City Councilman Peter Vallone Jr. (D-Astoria) received a better than 40 percent cut in his member items for fiscal year 2012, which meant he was not able to fund some of the nonprofits he traditionally has given money to throughout his district.
“Some of the groups understand the financial situation we’re in and are grateful to receive any money and others unfortunately don’t take it as well,” Vallone said in an interview.
The councilman received $838,321 in member items for his district last year, down sharply from the $1.4 million he received in 2011. Vallone said the drop was due to the city’s current financial situation.
“That’s unfortunate because it’s going to affect Little Leagues and senior centers,” Vallone said.
Yet some sources say Council Speaker Christine Quinn (D-Manhattan) slashed the funds in revenge for Vallone’s opposition to changing the name of the Queensboro Bridge to the “Ed Koch-Queensboro Bridge,” the New York Post reported.
Quinn could not be reached for comment.?
Mayor Michael Bloomberg pushed for the name change in December as an honor to the former mayor. Quinn and the majority of the Council approved the change, although Vallone led a campaign against it and 70 percent of the borough was opposed to the renaming, according to a Quinnipiac University poll.
Vallone admitted his relationship with Quinn had been strained ever since he came out against the name change, but said he hoped that did not influence her decision.
“I’d like to believe grown-ups get through political differences without pettiness,” Vallone said.
Most of the money Vallone distributed stayed inside his district, which encompasses most of Astoria, LaGuardia Airport, Rikers Island, Randalls Island, Ward’s Island and small parts of Jackson Heights and East Elmhurst, with a few grants going to citywide nonprofits.

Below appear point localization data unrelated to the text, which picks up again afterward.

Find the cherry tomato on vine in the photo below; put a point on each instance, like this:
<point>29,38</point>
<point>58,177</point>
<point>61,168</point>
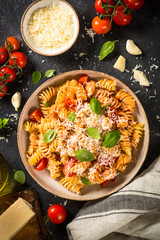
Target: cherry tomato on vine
<point>68,165</point>
<point>100,10</point>
<point>36,116</point>
<point>41,164</point>
<point>83,79</point>
<point>3,55</point>
<point>122,18</point>
<point>134,4</point>
<point>20,59</point>
<point>113,114</point>
<point>101,26</point>
<point>12,44</point>
<point>8,71</point>
<point>4,89</point>
<point>71,103</point>
<point>57,214</point>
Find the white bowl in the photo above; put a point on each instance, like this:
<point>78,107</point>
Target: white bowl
<point>30,42</point>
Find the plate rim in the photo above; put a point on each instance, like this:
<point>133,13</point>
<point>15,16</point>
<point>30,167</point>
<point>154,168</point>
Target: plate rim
<point>53,80</point>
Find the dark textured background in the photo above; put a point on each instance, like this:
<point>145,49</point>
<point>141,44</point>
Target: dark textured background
<point>144,30</point>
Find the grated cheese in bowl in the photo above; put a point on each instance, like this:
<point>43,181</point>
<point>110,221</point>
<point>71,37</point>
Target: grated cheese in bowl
<point>50,27</point>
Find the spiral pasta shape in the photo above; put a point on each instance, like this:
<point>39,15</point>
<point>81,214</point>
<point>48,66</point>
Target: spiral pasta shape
<point>137,135</point>
<point>35,158</point>
<point>73,183</point>
<point>71,123</point>
<point>126,98</point>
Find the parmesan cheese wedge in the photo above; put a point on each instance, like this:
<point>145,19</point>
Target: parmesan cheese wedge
<point>120,64</point>
<point>132,48</point>
<point>141,78</point>
<point>14,218</point>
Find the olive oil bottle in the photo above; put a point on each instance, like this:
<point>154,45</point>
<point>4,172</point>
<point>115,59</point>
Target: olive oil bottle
<point>6,183</point>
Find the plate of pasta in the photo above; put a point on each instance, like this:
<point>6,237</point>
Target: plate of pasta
<point>83,135</point>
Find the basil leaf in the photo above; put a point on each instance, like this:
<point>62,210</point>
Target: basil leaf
<point>19,176</point>
<point>111,138</point>
<point>84,155</point>
<point>47,104</point>
<point>49,73</point>
<point>5,120</point>
<point>93,132</point>
<point>85,181</point>
<point>49,136</point>
<point>95,106</point>
<point>106,49</point>
<point>71,116</point>
<point>36,76</point>
<point>1,123</point>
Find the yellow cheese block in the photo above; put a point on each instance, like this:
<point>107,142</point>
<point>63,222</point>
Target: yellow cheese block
<point>14,218</point>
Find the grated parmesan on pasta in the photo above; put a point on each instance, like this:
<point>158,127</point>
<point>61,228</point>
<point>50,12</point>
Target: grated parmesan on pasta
<point>52,27</point>
<point>117,108</point>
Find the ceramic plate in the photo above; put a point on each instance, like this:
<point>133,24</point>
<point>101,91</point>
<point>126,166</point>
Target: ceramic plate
<point>90,192</point>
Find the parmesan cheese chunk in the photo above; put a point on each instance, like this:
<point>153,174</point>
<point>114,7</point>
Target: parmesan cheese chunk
<point>132,48</point>
<point>141,78</point>
<point>14,219</point>
<point>120,64</point>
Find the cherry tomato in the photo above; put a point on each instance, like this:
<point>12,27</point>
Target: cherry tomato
<point>36,116</point>
<point>100,10</point>
<point>4,89</point>
<point>57,214</point>
<point>107,181</point>
<point>113,114</point>
<point>8,71</point>
<point>68,165</point>
<point>101,26</point>
<point>41,164</point>
<point>71,103</point>
<point>121,18</point>
<point>20,59</point>
<point>83,79</point>
<point>134,4</point>
<point>12,44</point>
<point>3,55</point>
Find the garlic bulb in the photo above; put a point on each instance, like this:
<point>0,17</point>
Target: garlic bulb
<point>16,100</point>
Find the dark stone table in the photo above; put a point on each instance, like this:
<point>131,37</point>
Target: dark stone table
<point>144,30</point>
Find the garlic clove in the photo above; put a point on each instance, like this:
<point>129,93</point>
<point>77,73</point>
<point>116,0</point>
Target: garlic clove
<point>132,48</point>
<point>16,100</point>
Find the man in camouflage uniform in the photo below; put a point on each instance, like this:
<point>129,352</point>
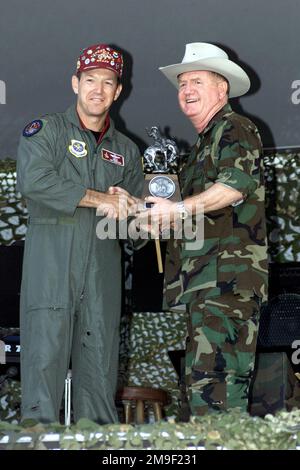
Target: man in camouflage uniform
<point>223,282</point>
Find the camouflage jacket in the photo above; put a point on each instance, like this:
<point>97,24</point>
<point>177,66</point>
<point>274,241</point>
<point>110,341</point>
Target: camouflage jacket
<point>234,252</point>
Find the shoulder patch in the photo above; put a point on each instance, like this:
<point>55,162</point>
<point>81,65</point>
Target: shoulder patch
<point>32,128</point>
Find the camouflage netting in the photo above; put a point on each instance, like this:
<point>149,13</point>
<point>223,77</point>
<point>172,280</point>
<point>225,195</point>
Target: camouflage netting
<point>222,431</point>
<point>12,208</point>
<point>283,204</point>
<point>147,337</point>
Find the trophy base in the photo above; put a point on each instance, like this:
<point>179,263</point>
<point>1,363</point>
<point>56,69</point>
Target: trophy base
<point>162,185</point>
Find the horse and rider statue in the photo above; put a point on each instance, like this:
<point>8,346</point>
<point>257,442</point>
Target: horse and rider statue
<point>162,155</point>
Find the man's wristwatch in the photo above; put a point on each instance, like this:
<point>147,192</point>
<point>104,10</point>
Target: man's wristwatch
<point>183,213</point>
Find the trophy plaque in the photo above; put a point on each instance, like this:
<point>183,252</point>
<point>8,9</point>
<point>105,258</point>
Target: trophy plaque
<point>160,167</point>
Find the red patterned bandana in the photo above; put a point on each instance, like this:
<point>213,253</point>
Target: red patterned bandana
<point>100,56</point>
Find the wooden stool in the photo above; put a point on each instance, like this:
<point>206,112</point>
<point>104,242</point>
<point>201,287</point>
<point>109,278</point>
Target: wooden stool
<point>137,397</point>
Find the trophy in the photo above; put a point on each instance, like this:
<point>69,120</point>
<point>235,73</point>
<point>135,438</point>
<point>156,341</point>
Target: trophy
<point>161,180</point>
<point>160,166</point>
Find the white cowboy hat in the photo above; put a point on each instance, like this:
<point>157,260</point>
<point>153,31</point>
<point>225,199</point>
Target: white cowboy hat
<point>204,56</point>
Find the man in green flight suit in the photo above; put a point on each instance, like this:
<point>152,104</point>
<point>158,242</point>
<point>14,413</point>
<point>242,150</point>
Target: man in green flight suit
<point>222,279</point>
<point>71,286</point>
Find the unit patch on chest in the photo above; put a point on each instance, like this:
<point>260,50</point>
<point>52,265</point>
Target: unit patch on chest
<point>77,148</point>
<point>112,157</point>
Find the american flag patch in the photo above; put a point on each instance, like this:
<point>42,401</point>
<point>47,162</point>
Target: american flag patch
<point>112,157</point>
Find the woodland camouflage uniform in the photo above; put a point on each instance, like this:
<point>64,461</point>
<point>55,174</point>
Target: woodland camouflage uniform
<point>223,282</point>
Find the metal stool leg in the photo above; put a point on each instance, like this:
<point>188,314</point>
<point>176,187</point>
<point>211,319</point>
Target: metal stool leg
<point>127,412</point>
<point>140,415</point>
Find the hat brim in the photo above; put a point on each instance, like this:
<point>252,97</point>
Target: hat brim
<point>238,79</point>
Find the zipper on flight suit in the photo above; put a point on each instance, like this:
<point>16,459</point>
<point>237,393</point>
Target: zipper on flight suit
<point>93,152</point>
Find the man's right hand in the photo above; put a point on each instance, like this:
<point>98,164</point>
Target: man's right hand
<point>116,203</point>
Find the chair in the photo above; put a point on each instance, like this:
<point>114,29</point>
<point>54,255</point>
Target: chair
<point>141,398</point>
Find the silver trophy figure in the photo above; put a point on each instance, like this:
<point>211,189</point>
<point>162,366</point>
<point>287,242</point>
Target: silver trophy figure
<point>160,166</point>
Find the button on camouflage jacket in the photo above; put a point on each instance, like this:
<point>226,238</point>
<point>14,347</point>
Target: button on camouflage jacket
<point>234,253</point>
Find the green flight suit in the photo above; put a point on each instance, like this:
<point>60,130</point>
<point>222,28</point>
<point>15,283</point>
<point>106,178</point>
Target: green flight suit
<point>71,285</point>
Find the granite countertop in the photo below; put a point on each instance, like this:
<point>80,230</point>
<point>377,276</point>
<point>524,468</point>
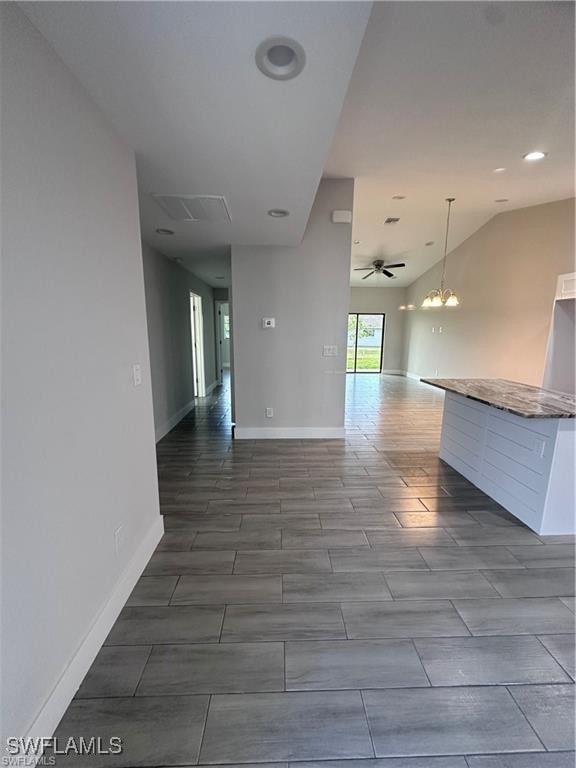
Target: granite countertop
<point>520,399</point>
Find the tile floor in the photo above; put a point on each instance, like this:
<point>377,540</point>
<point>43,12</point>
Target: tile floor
<point>354,601</point>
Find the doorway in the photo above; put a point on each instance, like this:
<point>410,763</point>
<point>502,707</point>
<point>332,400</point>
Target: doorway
<point>223,331</point>
<point>365,343</point>
<point>197,337</point>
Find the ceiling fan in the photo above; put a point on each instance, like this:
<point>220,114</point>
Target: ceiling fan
<point>379,268</point>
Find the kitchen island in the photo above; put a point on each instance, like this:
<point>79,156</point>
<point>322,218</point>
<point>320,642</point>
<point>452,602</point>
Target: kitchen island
<point>516,443</point>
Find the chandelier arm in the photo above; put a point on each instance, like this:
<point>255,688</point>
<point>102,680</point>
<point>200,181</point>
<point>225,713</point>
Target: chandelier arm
<point>449,200</point>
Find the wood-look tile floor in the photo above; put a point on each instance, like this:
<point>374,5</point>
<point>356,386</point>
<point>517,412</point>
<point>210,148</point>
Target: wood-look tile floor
<point>354,601</point>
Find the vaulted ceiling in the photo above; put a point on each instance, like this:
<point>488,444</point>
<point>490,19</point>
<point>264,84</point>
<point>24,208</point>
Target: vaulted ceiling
<point>415,99</point>
<point>442,94</point>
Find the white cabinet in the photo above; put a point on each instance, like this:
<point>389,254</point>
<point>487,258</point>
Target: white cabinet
<point>526,465</point>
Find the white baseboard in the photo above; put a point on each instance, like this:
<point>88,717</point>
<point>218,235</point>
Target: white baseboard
<point>65,689</point>
<point>289,433</point>
<point>173,420</point>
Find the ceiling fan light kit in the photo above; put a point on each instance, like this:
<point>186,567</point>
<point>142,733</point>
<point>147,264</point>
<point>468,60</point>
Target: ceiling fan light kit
<point>378,267</point>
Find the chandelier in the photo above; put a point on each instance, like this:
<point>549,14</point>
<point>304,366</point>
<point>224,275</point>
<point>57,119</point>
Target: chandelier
<point>442,297</point>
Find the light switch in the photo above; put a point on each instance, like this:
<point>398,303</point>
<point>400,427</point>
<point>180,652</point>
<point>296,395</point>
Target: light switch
<point>137,374</point>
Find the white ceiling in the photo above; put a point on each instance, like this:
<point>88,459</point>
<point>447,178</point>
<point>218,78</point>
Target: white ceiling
<point>179,82</point>
<point>443,93</point>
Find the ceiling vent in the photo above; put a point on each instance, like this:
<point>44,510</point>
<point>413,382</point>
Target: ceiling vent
<point>194,207</point>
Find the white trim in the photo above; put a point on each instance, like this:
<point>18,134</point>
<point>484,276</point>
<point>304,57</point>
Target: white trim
<point>173,420</point>
<point>65,689</point>
<point>289,433</point>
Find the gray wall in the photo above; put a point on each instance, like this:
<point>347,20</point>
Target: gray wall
<point>307,290</point>
<point>387,301</point>
<point>168,288</point>
<point>78,456</point>
<point>505,275</point>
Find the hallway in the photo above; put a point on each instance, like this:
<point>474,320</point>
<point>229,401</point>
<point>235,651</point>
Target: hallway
<point>336,600</point>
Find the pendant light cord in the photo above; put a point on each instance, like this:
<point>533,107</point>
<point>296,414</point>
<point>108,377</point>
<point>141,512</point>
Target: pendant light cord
<point>449,200</point>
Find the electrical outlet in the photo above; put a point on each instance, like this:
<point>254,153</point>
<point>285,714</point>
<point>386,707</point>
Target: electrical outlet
<point>137,374</point>
<point>119,540</point>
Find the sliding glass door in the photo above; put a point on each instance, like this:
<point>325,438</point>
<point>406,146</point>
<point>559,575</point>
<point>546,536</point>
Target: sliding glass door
<point>365,343</point>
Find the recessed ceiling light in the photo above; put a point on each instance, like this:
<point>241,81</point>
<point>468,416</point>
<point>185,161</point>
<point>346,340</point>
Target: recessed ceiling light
<point>280,58</point>
<point>535,155</point>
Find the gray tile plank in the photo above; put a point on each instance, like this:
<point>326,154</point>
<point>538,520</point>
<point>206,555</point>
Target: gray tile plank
<point>154,731</point>
<point>410,537</point>
<point>443,721</point>
<point>323,539</point>
<point>510,616</point>
<point>282,561</point>
<point>563,648</point>
<point>533,582</point>
<point>213,668</point>
<point>180,563</point>
<point>287,726</point>
<point>494,536</point>
<point>488,661</point>
<point>391,762</point>
<point>407,618</point>
<point>435,519</point>
<point>153,590</point>
<point>468,558</point>
<point>550,711</point>
<point>339,664</point>
<point>236,540</point>
<point>115,672</point>
<point>524,760</point>
<point>259,623</point>
<point>426,585</point>
<point>334,587</point>
<point>226,589</point>
<point>389,559</point>
<point>360,520</point>
<point>174,624</point>
<point>546,556</point>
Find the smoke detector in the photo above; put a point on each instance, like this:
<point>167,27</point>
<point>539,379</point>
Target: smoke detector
<point>194,207</point>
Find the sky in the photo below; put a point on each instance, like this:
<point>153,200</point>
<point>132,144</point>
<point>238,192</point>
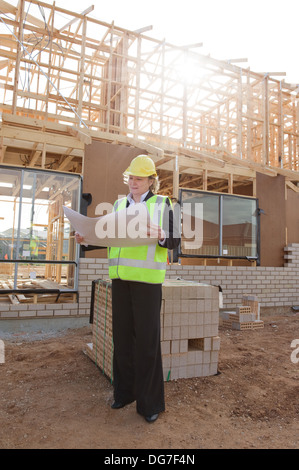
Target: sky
<point>265,32</point>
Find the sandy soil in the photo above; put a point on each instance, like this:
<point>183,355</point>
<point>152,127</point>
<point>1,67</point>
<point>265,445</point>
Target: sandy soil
<point>54,397</point>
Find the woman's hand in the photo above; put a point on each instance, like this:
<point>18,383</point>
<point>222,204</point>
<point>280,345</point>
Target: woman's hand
<point>79,239</point>
<point>155,231</point>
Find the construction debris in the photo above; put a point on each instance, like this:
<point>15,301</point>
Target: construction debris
<point>244,317</point>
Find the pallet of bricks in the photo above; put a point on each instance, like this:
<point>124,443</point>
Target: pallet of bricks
<point>244,317</point>
<point>189,329</point>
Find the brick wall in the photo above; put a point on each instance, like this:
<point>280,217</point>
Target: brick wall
<point>275,287</point>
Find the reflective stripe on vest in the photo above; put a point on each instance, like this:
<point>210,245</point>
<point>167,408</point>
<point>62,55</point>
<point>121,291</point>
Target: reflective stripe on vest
<point>146,263</point>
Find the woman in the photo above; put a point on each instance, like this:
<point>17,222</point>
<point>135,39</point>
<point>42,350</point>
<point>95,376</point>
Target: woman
<point>137,275</point>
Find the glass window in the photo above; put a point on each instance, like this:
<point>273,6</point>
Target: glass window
<point>218,225</point>
<point>200,223</point>
<point>34,234</point>
<point>239,227</point>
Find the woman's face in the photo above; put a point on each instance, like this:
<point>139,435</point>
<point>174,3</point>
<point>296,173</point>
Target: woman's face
<point>139,185</point>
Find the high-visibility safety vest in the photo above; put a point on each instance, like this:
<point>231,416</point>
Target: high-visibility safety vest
<point>145,263</point>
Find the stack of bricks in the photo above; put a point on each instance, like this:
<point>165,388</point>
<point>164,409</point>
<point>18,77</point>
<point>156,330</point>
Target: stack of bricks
<point>101,348</point>
<point>291,256</point>
<point>245,317</point>
<point>189,329</point>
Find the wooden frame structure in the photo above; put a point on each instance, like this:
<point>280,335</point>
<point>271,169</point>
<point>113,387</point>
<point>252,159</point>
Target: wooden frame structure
<point>67,78</point>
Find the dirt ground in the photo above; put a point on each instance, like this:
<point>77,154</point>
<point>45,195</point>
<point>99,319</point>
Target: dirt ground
<point>54,397</point>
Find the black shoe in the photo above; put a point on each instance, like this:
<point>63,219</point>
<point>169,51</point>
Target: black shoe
<point>116,405</point>
<point>152,419</point>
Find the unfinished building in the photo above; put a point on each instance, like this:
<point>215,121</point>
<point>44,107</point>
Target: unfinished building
<point>79,98</point>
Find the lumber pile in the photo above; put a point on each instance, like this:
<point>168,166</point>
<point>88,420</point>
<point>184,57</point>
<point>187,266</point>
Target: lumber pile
<point>244,317</point>
<point>189,329</point>
<point>34,297</point>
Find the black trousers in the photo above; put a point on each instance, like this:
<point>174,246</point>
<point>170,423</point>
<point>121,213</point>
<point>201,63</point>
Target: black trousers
<point>137,361</point>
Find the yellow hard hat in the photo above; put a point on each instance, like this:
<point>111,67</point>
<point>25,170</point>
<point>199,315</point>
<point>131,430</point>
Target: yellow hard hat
<point>142,165</point>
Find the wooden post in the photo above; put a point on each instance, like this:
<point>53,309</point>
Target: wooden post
<point>176,178</point>
<point>81,71</point>
<point>18,59</point>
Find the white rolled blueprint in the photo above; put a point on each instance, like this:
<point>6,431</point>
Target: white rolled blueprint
<point>126,227</point>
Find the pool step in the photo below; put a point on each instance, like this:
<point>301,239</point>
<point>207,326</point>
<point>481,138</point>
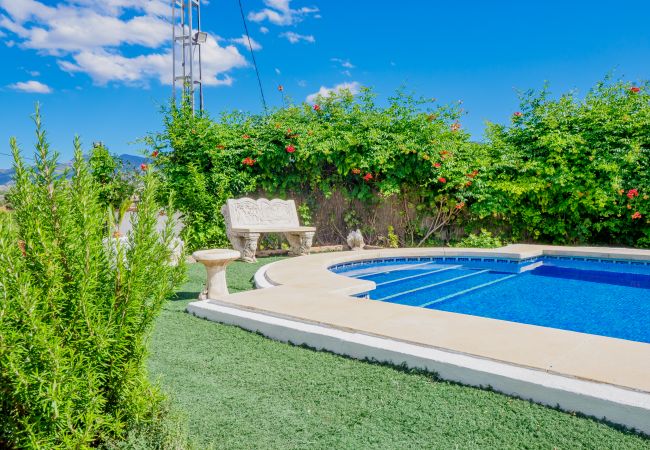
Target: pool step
<point>429,286</point>
<point>465,291</point>
<point>419,275</point>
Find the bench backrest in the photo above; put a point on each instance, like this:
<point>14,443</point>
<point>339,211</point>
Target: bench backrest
<point>246,212</point>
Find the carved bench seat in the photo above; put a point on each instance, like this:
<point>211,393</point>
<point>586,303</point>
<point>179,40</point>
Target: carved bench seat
<point>246,219</point>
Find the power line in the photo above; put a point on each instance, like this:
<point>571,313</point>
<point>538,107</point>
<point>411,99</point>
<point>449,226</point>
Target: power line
<point>11,156</point>
<point>250,47</point>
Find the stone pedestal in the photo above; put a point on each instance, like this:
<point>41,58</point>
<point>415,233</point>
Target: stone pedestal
<point>215,262</point>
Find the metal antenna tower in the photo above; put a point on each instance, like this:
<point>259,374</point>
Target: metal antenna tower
<point>187,38</point>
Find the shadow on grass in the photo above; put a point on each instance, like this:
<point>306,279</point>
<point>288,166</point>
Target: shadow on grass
<point>184,295</point>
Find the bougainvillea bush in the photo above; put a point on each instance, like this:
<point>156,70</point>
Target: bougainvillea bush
<point>573,170</point>
<point>411,152</point>
<point>75,316</point>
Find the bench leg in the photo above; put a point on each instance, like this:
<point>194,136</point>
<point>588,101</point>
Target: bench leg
<point>300,243</point>
<point>249,247</point>
<point>246,244</point>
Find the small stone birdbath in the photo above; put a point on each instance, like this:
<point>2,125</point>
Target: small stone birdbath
<point>215,262</point>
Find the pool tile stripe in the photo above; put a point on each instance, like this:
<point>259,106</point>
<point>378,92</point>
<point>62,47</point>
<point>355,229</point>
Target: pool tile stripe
<point>419,275</point>
<point>399,294</point>
<point>393,269</point>
<point>465,291</point>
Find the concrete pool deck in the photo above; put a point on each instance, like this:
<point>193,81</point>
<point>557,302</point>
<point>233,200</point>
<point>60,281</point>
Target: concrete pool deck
<point>596,375</point>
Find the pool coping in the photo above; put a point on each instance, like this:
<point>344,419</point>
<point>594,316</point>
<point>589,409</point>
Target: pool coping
<point>306,292</point>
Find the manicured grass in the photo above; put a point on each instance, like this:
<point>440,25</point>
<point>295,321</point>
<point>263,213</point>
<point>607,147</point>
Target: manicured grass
<point>241,390</point>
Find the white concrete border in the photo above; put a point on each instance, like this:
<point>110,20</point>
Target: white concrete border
<point>261,281</point>
<point>615,404</point>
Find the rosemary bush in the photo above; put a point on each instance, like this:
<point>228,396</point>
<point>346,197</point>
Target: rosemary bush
<point>74,322</point>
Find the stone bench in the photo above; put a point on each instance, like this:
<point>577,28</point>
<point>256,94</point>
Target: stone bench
<point>246,219</point>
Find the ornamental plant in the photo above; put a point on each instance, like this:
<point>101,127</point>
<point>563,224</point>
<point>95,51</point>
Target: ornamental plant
<point>74,319</point>
<point>573,170</point>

The Central Astoria Local Development Coalition received the most funding from Vallone with a collective $131,714 in grants. The funds provide for a variety of services Central Astoria offers, such as its Waterfront Concert series and July 4 fireworks in Astoria Park, promotional programs for business districts and housing application help.
Another large recipient was the Variety Boys & Girls Club of Queens Inc., which received $103,500. The club was founded by Vallone’s grandfather and serves more than 400 kids a day.
“It gives them a safe place to do their homework and participate in sports,” Vallone said.
Other groups that received large sums included the Hellenic American Neighborhood Action Committee, which received $62,000; Catholic Charities Neighborhood Services Inc., which received $45,500; the East River Development Alliance, which received $14,500; and Central Astoria. All groups provide services for seniors and ERDA also specializes in assisting members of public housing.
Other, smaller recipients of Vallone’s funding included various Greek organizations as well as art, music and recreational groups.